Menaces sur la population chrétienne
Si la terreur touche l’ensemble de la population, la situation des chrétiens de la région, qui vivent dispersés dans plusieurs villages, est particulièrement préoccupante. « Il y a des villages où l’on ne peut pas aller célébrer la messe. Les fidèles doivent prendre de nombreuses précautions dans la pratique de leur foi. Même sans être la cible d’attaques physiques, les attaques verbales pendant les sermons de certains imams, partisans des idéologies djihadistes, sont permanentes. Certains sermons sont des menaces directes contre le christianisme et donc contre les chrétiens. Souvent, il y a des menaces cachées via des appels téléphoniques anonymes. Tout cela crée une psychose dans les communautés « , explique à la fondation ACN une personne en contact direct avec l’Église locale.
Le travail pastoral est également affecté par la situation de violence et les attaques djihadistes : « La mobilité est très limitée. Avant, les prêtres passaient la nuit dans les villages. Aujourd’hui, ce n’est plus possible », confirme la même source.
Les djihadistes veulent imposer la charia
« Les djihadistes agissent au nom de la religion. Toute personne qui n’adhère pas à leur idéologie en souffre. C’est pourquoi il y a tant de personnes déplacées », explique le contact d’ACN. Bien que le conflit ne soit pas purement religieux, « on ne peut nier qu’il a à voir avec la religion » car « la volonté d’imposer la charia islamique montre que les djihadistes, notamment la Katiba Macina, œuvrent pour l’expansion d’un islam radical auquel de nombreux musulmans s’opposent également », indique la même source.

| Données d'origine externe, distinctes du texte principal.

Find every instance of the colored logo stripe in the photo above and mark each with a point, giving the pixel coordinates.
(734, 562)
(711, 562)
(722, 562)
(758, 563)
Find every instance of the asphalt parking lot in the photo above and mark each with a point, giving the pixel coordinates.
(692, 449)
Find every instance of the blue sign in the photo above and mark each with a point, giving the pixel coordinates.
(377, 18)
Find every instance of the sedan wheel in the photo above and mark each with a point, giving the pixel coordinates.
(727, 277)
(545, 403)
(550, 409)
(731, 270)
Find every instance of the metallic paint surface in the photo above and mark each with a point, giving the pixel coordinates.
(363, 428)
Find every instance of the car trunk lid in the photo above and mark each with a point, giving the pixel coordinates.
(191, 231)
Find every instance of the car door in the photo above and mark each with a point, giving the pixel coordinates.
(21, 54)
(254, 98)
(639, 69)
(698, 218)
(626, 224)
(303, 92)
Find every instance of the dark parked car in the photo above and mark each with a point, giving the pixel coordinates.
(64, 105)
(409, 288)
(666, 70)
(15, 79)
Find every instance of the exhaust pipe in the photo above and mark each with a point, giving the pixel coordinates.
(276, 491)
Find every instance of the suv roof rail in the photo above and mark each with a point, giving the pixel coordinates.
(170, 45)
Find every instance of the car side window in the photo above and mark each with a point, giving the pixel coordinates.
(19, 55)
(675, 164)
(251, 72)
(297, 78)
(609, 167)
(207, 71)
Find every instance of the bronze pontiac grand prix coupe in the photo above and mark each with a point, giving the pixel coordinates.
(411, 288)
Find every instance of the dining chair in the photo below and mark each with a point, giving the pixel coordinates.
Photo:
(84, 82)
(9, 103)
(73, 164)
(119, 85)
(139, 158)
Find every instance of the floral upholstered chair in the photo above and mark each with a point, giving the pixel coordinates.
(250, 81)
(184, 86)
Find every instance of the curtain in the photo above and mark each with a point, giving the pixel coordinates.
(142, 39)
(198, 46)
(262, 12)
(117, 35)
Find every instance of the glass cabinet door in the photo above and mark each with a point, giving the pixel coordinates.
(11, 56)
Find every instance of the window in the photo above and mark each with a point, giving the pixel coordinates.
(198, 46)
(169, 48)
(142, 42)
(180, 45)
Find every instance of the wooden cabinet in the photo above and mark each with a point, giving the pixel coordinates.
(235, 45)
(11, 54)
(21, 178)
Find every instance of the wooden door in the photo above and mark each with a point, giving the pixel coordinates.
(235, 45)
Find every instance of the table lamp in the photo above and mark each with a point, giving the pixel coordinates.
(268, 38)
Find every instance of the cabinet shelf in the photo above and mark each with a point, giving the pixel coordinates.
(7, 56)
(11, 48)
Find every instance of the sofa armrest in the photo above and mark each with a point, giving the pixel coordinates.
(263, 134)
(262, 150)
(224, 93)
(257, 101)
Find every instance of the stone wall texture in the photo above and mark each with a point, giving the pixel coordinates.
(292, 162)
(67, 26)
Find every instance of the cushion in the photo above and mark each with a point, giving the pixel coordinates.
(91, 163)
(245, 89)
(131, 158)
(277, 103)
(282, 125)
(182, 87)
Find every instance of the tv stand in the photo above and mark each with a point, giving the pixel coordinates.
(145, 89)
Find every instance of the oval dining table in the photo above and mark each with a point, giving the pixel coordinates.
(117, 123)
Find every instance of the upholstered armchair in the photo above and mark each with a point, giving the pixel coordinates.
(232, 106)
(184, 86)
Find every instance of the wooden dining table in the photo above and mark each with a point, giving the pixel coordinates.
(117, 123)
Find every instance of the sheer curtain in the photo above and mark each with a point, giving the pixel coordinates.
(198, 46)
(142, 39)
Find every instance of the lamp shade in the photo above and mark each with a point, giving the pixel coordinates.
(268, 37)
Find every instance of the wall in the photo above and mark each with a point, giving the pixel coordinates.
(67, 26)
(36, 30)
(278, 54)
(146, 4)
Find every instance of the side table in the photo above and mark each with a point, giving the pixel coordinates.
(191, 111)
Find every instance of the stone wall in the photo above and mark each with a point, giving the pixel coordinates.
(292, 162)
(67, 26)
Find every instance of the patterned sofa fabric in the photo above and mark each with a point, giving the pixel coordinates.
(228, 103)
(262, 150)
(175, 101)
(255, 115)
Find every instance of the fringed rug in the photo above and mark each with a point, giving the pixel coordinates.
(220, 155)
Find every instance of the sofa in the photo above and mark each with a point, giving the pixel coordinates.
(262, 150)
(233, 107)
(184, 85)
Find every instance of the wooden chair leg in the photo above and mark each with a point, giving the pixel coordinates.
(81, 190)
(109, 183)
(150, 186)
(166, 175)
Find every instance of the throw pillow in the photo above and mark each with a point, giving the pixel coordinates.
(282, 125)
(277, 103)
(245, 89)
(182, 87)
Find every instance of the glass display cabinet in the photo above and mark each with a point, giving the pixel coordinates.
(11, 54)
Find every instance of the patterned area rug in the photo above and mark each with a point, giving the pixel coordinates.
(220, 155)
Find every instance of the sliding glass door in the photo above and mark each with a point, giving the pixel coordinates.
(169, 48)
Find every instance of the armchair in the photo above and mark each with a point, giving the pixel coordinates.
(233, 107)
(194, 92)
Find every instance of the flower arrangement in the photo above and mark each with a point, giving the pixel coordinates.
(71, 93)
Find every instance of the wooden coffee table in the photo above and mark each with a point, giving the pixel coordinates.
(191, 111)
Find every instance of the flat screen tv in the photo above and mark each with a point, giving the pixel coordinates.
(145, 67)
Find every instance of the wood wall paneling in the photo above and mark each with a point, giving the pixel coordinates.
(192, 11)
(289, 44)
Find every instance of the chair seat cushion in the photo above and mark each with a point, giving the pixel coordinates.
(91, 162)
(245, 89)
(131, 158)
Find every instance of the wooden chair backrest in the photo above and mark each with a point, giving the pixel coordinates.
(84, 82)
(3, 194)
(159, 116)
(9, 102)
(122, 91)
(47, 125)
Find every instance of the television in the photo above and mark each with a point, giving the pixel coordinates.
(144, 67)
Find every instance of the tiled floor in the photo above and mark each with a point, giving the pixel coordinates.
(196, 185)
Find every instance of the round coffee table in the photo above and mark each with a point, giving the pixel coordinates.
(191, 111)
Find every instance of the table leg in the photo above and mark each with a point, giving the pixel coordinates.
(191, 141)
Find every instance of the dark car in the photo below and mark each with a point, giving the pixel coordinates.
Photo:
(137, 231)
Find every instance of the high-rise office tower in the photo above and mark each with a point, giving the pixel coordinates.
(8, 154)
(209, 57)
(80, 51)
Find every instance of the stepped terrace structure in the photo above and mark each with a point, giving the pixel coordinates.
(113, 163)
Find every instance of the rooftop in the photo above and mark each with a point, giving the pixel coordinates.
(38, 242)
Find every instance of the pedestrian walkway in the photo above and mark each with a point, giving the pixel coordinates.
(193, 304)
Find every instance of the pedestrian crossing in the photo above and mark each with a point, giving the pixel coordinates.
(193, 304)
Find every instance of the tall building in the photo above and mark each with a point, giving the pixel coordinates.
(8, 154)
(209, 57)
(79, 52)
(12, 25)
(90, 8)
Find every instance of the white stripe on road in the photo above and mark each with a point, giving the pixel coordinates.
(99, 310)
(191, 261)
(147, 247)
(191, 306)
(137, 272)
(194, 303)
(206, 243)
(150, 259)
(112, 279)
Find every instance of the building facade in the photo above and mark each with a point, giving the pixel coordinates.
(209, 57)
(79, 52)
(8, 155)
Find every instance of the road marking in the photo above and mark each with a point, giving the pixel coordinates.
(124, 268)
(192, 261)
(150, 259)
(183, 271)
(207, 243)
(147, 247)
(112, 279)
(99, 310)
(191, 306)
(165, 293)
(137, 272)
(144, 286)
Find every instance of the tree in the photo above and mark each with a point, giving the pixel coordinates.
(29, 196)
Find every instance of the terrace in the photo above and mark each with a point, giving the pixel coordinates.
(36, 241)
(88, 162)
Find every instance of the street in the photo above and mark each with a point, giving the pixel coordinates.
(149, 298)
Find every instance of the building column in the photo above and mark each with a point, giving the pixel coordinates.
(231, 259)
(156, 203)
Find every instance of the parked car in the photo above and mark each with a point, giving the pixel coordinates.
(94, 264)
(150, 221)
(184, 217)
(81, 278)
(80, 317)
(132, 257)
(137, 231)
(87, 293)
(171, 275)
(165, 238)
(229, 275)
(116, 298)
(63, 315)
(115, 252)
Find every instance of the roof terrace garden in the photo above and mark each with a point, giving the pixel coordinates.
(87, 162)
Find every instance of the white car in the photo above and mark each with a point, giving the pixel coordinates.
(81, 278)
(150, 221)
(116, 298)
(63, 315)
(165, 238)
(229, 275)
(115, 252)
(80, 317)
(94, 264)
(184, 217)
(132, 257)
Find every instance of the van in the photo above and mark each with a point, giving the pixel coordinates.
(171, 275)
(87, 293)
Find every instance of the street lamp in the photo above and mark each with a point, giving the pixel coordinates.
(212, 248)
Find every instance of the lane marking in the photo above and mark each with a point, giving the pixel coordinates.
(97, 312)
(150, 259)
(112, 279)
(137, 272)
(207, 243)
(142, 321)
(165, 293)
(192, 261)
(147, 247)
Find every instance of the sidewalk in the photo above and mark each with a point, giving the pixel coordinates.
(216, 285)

Le groupe djihadiste Katiba Macina est lié à Al-Qaïda au Maghreb Islamique (AQMI) et opère dans le centre du Mali.
La détresse des réfugiés
Selon les derniers chiffres du HCR, l’Agence des Nations Unies pour les réfugiés, le nombre de personnes déplacées à l’intérieur du pays aurait dépassé 400.000 à la fin du mois de septembre 2021. Rien qu’au cours du premier semestre de cette année, près de 90.000 personnes auraient été contraintes de fuir leur domicile. Les personnes déplacées sont des musulmans et des chrétiens, mais le nombre de musulmans est plus élevé car près de 90% (88,7) de la population du Mali est musulmane.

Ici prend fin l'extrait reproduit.